This is my first post so let me know if I need to give more details.
I am trying to create a boolean column, "immediate", that shows true when at least on of the columns has some data in it. If all are null then the column should be false. I am using the when() .otherwise function in spark but I'm not getting the result I would expect.

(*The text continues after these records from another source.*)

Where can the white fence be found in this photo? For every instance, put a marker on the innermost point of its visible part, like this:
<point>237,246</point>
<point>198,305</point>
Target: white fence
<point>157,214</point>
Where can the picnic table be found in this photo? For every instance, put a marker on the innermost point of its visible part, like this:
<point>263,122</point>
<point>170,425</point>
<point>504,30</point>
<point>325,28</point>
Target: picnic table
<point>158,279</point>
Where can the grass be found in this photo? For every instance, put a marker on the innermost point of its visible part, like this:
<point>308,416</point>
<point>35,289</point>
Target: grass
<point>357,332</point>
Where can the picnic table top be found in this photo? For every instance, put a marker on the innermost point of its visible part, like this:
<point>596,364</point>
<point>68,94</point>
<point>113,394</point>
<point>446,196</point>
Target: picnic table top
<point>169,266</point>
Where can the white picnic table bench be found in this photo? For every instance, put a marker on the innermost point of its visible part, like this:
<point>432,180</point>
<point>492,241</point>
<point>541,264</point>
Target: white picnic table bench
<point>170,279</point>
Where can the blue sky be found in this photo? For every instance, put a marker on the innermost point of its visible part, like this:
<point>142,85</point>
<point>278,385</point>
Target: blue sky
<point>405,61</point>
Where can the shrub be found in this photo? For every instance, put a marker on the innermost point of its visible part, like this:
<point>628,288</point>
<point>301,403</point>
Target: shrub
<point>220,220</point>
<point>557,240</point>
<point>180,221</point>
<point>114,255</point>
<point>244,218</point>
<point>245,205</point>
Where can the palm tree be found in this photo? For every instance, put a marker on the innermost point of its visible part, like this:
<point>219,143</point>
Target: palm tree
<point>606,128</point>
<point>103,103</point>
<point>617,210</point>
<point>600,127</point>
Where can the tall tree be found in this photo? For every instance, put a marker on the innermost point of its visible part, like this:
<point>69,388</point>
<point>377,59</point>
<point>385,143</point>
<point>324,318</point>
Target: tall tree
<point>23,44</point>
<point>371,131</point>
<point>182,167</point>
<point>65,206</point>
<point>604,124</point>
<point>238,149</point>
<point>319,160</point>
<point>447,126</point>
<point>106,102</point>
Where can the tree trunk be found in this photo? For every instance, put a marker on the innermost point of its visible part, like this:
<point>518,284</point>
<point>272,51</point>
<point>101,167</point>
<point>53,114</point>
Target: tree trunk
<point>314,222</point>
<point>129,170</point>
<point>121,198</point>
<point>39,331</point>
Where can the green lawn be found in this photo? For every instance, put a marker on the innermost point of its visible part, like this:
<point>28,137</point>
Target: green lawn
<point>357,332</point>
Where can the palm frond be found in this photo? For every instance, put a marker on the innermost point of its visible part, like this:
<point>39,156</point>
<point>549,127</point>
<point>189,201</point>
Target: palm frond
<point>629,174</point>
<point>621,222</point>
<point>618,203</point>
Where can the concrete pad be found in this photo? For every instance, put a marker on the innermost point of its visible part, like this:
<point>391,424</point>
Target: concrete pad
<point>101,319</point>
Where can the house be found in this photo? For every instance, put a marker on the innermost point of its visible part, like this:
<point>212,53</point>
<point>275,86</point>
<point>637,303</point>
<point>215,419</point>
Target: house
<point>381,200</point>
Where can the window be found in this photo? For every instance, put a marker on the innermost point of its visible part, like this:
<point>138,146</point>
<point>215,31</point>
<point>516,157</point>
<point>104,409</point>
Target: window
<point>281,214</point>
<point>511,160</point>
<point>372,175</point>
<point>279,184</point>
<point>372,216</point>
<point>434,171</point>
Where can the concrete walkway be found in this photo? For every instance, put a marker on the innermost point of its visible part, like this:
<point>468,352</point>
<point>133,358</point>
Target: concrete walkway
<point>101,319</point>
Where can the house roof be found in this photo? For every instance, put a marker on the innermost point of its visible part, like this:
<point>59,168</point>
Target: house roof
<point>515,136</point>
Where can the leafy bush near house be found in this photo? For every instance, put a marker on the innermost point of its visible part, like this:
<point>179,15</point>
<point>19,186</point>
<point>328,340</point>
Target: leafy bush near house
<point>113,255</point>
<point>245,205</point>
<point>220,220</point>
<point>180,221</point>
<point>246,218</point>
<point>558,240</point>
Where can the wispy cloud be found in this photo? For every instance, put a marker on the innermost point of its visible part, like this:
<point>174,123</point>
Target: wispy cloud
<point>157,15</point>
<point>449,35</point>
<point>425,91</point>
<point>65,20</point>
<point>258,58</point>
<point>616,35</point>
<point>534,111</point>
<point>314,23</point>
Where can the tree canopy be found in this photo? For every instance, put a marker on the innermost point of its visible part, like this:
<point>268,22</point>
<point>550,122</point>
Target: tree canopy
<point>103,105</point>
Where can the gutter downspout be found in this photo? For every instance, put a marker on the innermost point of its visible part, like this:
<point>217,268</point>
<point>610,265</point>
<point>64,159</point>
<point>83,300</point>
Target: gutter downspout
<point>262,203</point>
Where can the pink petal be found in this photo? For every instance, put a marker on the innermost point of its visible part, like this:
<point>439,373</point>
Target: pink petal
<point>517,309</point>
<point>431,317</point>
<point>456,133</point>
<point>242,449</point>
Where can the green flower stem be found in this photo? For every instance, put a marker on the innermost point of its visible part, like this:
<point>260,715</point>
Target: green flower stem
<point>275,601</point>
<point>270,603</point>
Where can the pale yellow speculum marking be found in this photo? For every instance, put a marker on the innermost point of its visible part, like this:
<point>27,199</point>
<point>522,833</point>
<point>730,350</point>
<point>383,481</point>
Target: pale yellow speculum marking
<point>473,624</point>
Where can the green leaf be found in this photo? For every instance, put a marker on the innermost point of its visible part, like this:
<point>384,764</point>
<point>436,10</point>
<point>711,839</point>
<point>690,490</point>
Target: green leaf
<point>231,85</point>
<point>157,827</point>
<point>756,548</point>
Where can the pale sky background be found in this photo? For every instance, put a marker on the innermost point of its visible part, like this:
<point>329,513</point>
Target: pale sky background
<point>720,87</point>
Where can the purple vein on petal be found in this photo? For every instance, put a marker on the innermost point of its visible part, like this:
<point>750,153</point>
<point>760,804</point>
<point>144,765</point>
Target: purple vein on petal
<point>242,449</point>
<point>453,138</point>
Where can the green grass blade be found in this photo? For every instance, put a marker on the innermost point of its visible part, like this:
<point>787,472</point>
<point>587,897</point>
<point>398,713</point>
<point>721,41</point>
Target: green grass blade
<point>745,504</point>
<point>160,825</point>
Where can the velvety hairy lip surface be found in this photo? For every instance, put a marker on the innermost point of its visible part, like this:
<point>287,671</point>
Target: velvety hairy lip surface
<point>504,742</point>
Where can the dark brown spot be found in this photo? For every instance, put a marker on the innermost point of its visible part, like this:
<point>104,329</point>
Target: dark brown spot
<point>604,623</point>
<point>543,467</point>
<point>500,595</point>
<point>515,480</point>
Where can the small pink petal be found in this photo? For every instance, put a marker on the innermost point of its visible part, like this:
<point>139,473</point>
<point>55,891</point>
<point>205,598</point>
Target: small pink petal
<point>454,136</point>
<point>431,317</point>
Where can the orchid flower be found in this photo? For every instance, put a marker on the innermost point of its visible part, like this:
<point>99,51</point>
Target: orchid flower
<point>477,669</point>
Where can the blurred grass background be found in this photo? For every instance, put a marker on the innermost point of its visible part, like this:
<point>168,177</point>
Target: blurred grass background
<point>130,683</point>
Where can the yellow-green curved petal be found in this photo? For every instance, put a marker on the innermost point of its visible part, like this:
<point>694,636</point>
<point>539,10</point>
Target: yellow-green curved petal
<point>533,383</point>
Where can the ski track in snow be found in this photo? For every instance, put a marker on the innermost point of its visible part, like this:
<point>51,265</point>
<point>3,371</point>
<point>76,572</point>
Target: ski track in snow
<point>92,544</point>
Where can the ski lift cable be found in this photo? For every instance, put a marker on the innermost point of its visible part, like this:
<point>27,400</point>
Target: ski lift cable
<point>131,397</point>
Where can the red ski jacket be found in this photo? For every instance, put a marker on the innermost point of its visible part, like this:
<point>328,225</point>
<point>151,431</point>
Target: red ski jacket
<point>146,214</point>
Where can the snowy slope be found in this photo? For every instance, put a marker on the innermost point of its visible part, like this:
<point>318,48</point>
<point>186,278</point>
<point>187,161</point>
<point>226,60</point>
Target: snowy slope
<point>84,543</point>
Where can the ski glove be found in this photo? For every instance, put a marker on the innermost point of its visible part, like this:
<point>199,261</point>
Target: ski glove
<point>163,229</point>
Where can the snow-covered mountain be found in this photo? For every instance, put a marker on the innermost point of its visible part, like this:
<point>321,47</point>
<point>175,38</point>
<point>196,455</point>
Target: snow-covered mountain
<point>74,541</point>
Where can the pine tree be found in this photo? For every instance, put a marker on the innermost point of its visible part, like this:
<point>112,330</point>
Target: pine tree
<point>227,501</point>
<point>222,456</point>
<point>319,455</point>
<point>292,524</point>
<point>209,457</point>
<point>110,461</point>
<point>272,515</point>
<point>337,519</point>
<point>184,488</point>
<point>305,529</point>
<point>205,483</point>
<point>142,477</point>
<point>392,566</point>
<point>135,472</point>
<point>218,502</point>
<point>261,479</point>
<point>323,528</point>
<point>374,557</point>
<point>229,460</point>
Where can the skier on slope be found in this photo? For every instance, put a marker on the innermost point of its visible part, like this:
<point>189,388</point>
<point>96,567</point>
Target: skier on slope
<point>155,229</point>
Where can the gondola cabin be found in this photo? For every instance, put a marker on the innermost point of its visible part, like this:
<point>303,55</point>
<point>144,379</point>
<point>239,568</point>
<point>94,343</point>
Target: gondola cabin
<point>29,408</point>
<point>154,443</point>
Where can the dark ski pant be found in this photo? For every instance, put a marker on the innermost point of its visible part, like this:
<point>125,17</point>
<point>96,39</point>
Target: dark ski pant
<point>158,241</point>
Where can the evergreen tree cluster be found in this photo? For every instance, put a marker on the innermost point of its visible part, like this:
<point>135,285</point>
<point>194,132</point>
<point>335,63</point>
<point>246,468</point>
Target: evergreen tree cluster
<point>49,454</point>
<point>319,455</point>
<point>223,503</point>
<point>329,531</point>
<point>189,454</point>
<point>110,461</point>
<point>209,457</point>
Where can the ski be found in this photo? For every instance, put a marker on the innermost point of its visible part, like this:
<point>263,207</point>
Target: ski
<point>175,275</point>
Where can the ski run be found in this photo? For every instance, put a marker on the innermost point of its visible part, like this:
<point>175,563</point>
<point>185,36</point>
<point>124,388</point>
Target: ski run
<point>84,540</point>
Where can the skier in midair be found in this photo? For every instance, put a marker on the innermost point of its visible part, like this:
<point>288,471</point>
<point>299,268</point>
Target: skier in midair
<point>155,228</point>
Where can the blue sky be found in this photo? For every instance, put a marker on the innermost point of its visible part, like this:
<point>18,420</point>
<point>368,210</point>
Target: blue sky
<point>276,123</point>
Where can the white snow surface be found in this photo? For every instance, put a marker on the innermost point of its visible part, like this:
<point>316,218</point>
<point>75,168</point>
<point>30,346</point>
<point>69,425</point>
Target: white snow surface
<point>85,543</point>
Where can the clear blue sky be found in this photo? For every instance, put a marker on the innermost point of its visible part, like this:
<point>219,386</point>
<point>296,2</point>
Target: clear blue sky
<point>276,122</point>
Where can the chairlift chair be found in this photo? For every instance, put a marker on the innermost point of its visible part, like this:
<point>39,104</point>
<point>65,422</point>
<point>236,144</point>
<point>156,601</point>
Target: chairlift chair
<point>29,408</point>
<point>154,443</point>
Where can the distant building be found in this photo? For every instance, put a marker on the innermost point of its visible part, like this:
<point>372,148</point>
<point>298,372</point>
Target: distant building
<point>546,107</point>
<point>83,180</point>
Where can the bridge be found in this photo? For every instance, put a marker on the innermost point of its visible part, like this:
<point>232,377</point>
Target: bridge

Below is the code I'm using:
val evaluation = evaluation_raw
.withColumn("immediate",
when(col("intended_outcome_review").isNull
&& col("outcome").isNull
&& col("impact").isNull
&& col("impact_self").isNull
&& col("next_step").isNull,
lit(false))
.otherwise(lit(true)))
.select(
col("id"),
col("intended_outcome_review"),
col("outcome"),
col("impact"),
col("impact_self"),
col("next_step"),
col("immediate"))
Desired outcome:
+--------+------------------------+-------------+-------+------------+----------+----------+
|id |intended_outcome_review |outcome |impact |impact_self |next_step |immediate |
+--------+------------------------+-------------+-------+------------+----------+----------+
|1568 |null |null |4 |3 |null |true |
|1569 |null |null |null |null |null |false |
|1570 |null |null |null |null |null |false |
|1571 |1 |improved coms|3 |3 |email prof|true |
+--------+------------------------+-------------+-------+------------+----------+----------+
Actual outcome:
+--------+------------------------+-------------+-------+------------+----------+----------+
|id |intended_outcome_review |outcome |impact |impact_self |next_step |immediate |
+--------+------------------------+-------------+-------+------------+----------+----------+
|1568 |null |null |4 |3 |null |true |
|1569 |null |null |null |null |null |true |
|1570 |null |null |null |null |null |false |
|1571 |1 |improved coms|3 |3 |email prof|true |
+--------+------------------------+-------------+-------+------------+----------+----------+
If anyone knows what I may be doing wrong please let me know. Thanks!